ASHA Functional Communication Measure (FCM) – Motor Speech
Seven-level scale describing how speech production limits participation, coded for outcomes reporting (G-codes).
Intelligible Words per Minute
Quantitative severity metric obtained via AIDS; combines intelligibility and speaking rate.
Stimulability
Patient’s immediate ability to improve performance when given cues; guides prognosis and treatment hierarchy.
Utterance Length
Number of syllables spoken between breath pauses; shorter lengths indicate reduced respiratory support.
Speech Rate
Words or syllables per minute; abnormal fast or slow rates impact naturalness and intelligibility.
Velopharyngeal Function
Ability of soft palate to close nasal passage; tested via sustained /u/, “Make me a Hong Kong cookie,” and mirror under nares.
Hypokinetic Dysarthria
MSD associated with basal ganglia disease (e.g., Parkinson’s) featuring rapid/blurred AMRs, reduced ROM, and hypomimia.
Spastic Dysarthria
Speech disorder from bilateral UMN damage characterized by slow-regular AMRs, strained voice, and pathologic reflexes.
Flaccid Dysarthria
Dysarthria due to LMN damage with weakness, atrophy, fasciculations, and potentially hypernasality.
Ataxic Dysarthria
Cerebellar disorder producing irregular AMRs, scanning speech, and imprecise articulation with normal strength.
Hyperkinetic Dysarthria
MSD marked by adventitious movements and variable prosody, often from basal ganglia control circuit dysfunction.
Pathologic Reflexes
Exaggerated primitive reflexes (e.g., jaw jerk) indicating UMN involvement when present during assessment.
Fasciculations
Visible, involuntary muscle twitches characteristic of LMN lesions in flaccid dysarthria.
Central Facial Weakness
Lower facial weakness sparing the forehead caused by contralateral UMN lesion.
Tongue Deviation
Protruded tongue veers toward weak side; ipsilateral with LMN, contralateral with UMN lesion.
Respiratory Support
Capability to generate and sustain airflow/pressure for speech; evaluated via sniff, pant, utterance length, and cough.

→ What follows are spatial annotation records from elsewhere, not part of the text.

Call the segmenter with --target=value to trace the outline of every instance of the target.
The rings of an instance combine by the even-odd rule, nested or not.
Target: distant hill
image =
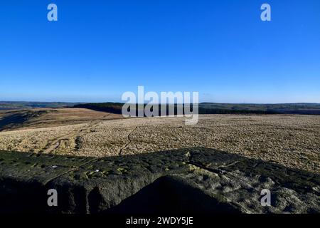
[[[122,103],[66,103],[66,102],[27,102],[0,101],[1,110],[31,109],[38,108],[84,108],[97,111],[121,114]],[[176,105],[175,105],[176,106]],[[137,108],[137,106],[136,107]],[[250,103],[201,103],[199,114],[310,114],[320,115],[320,103],[283,103],[283,104],[250,104]]]
[[[120,114],[123,103],[99,103],[75,105],[98,111]],[[136,106],[136,108],[137,106]],[[175,105],[176,110],[176,105]],[[199,114],[309,114],[320,115],[320,103],[287,104],[231,104],[202,103],[199,104]]]
[[[0,110],[30,109],[37,108],[73,107],[78,103],[67,102],[0,101]]]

Sound Pressure Level (SPL) Meter
Device or app that objectively measures loudness in dB during phonation, reading, or conversation.

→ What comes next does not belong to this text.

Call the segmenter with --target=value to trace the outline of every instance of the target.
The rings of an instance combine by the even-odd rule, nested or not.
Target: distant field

Pairwise Variability Index (PVI)
Acoustic measure of vowel timing within polysyllabic words; reduced control of PVI helps distinguish AOS.
Errors with Increasing Word Length
Worsening accuracy as syllables increase (e.g., cat→catapult); sensitive indicator of apraxia of speech.
Health Condition (ICF)
Primary disorder or disease (e.g., stroke, Parkinson’s) associated with the motor speech impairment.